I know this has been asked million times, but so far it didn't answer the question in my head, I think it's best to understand in code, could someone please verify my thinking:

Stateless bean in client:

public void work(){
    bean.work1();   <--- this uses instance 1 in App Server
    bean.work2();   <--- this can be instance 2 in App Server

Stateful bean in client:

public void work(){
    bean.add_item(item); <------- this uses instance 1 in App Server
    bean.checkout();     <------- this uses instance 1 in App Server

To destroy a session:

public void work(){
    bean = null;

From Oracle doc

As its name suggests, a session bean is similar to an interactive session. A session bean is not shared; it can have only one client, in the same way that an interactive session can have only one user. When the client terminates, its session bean appears to terminate and is no longer associated with the client.

The state is retained for the duration of the client/bean session. If the client removes the bean, the session ends and the state disappears. This transient nature of the state is not a problem, however, because when the conversation between the client and the bean ends, there is no need to retain the state

If above is correct, my derived question from this is, when the bean reference is set to null, does the App server trash the stateful bean instance and create new ones? I am asking this is because:

  1. We added items to the bean, and will stay with the bean for new clients, unless we implement a flush method, but I don't think that's the right way.
  2. If in best practise that beans shouldn't alter its own state, ie, add items to this.items inside the bean, I cannot think of a better reason why to use Stateful bean?
  3. Is the "State" means the bean instance itself?

1 Answer 1


Your analysis of which bean instances can be used for stateless/stateful session beans is correct.

Setting the field to null doesn't really do anything. To destroy the stateful session bean, you need to invoke a remove method (if you're using EJB 3, that means invoking a method annotated @Remove).

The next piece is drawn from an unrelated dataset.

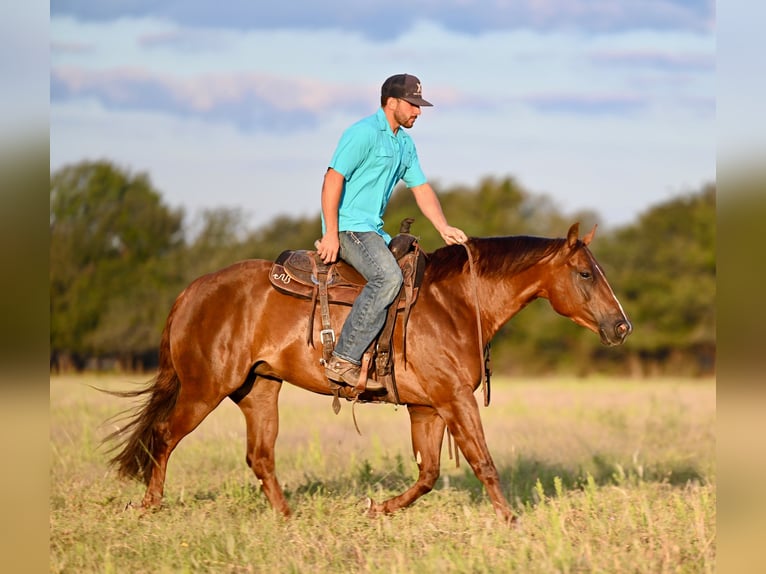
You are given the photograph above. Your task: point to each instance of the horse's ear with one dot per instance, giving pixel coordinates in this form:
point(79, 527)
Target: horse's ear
point(588, 238)
point(573, 234)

  1. If you're referring to a stateless session bean, you shouldn't store state in the bean at all. If you're referring to a stateful session bean, a flush method seems plausible, or you could put the logic in the @Remove method (perhaps named flush).

  2. Altering the state is fine. You're right that keeping state is the intent of a stateful session bean.

  3. Yes, but it also means the association with the client. A stateless session bean can clearly store state in member variables, but since a client is not guaranteed to get the same instance, the EJB (not the instance) has no real state. That also means stateless session beans should not store client state in member variables because there is no real use.

  • Can you please update your answer to include your verification that my code and arrow comment about different instances within work() is correct?
    – James Lin
    Feb 25, 2016 at 19:21
  • @JamesLin I've updated the answer to confirm that your thinking is correct.